Grâce à ces institutions que le monde entier nous envie, la France jouirait d’une stabilité politique lui permettant de traiter les grands problèmes auxquels elle est confrontée. Cette stabilité serait la contrepartie, à défaut d’en être la justification de notre démocratie réduite à la portion congrue, de la mise au pas du Parlement réduit au rôle de chambre d’enregistrement, du contrôle du parquet par l’exécutif, du contrôle de constitutionnalité des lois effectué par une instance peuplée des anciens présidents de la République et de nombreuses autres bizarreries comme l’existence d’un ordre de juridiction propre à l’administration qui est aussi un organe de conseil du gouvernement et dont les magistrats occupent les principaux postes de pouvoir de la République.

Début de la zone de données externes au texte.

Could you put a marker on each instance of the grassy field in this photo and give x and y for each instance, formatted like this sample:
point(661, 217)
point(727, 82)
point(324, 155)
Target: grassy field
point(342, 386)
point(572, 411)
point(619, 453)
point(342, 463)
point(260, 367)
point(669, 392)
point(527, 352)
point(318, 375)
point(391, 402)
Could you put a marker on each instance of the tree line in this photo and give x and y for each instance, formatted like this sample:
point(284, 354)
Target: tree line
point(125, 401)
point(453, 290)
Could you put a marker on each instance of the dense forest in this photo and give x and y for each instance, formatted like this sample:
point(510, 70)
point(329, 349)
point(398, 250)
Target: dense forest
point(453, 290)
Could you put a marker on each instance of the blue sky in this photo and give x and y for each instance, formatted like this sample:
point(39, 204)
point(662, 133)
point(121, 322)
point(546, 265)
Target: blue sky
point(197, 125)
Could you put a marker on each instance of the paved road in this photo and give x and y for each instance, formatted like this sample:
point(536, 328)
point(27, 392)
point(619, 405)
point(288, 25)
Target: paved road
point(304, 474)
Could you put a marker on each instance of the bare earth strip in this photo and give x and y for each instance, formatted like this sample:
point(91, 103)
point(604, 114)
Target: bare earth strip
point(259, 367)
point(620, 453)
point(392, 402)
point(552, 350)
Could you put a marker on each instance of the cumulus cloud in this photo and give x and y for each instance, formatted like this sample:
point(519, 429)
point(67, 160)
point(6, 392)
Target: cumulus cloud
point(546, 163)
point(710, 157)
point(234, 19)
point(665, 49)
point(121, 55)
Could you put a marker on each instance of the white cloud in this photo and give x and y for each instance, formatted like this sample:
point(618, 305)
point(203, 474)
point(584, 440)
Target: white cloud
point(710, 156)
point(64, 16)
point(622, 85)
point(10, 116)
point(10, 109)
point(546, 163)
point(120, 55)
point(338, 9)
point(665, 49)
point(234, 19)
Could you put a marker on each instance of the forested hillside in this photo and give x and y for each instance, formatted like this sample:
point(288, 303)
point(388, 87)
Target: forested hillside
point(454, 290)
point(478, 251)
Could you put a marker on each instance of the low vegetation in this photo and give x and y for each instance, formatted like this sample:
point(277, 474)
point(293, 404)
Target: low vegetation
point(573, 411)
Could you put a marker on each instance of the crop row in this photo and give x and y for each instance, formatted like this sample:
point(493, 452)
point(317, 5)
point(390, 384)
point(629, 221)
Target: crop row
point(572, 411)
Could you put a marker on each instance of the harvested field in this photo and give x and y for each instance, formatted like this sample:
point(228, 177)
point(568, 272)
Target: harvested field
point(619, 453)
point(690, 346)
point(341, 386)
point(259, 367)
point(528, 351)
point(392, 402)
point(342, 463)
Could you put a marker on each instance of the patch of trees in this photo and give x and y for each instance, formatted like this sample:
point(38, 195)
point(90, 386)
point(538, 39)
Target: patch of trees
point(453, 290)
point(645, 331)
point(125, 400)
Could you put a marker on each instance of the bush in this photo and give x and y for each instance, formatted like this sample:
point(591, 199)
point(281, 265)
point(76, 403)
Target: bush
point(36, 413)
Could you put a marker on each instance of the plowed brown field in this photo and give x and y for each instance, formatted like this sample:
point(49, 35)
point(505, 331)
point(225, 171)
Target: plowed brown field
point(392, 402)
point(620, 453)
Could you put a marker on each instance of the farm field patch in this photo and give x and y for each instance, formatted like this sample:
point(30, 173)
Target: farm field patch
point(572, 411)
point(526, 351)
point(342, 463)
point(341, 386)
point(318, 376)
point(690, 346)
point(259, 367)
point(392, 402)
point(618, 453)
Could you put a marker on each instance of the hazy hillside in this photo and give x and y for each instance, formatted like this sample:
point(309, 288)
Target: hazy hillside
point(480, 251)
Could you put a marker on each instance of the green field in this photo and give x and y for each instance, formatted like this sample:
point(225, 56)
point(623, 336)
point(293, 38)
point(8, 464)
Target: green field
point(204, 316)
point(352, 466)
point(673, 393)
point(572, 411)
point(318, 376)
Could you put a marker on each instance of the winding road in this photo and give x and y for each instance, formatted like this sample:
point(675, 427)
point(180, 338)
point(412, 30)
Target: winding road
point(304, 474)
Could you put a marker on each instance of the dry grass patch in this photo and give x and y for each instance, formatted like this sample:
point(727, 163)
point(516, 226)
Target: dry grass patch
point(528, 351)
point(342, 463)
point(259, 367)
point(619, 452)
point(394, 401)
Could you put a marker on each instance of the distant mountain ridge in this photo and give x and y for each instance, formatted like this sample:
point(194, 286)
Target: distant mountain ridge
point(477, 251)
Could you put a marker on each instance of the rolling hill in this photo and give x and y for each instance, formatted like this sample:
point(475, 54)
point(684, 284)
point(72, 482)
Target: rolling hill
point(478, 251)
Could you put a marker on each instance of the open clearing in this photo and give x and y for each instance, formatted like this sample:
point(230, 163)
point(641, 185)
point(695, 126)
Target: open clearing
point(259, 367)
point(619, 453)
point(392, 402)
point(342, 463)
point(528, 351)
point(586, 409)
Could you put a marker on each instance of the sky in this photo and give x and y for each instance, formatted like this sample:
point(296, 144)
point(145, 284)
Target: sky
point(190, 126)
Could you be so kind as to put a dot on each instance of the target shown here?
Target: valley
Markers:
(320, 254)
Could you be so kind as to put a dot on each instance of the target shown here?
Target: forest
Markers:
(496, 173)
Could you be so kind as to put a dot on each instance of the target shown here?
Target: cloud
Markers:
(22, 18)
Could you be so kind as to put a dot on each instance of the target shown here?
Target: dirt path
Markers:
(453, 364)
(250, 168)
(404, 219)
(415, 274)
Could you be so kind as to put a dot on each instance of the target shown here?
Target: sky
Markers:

Pourtant un bref regard en arrière suffit à se convaincre de la profonde instabilité de notre fonctionnement institutionnel.
Entre 2002 et 2020, la France a changé de Premier ministre 8 fois, soit 27 mois d’exercice de cette responsabilité en moyenne.
Au cours de la même période, les chefs de gouvernement ont changé 4 fois en Espagne, 6 fois au Royaume-Uni, 2 fois en Allemagne, 8 fois en Italie si l’on compte pour 2 les mandats de Berlusconi interrompus par celui de Romano Prodi de 2006 à 2008. La Belgique a connu 6 premiers ministres, les Pays-Bas 2 chefs de cabinet et le Portugal 5.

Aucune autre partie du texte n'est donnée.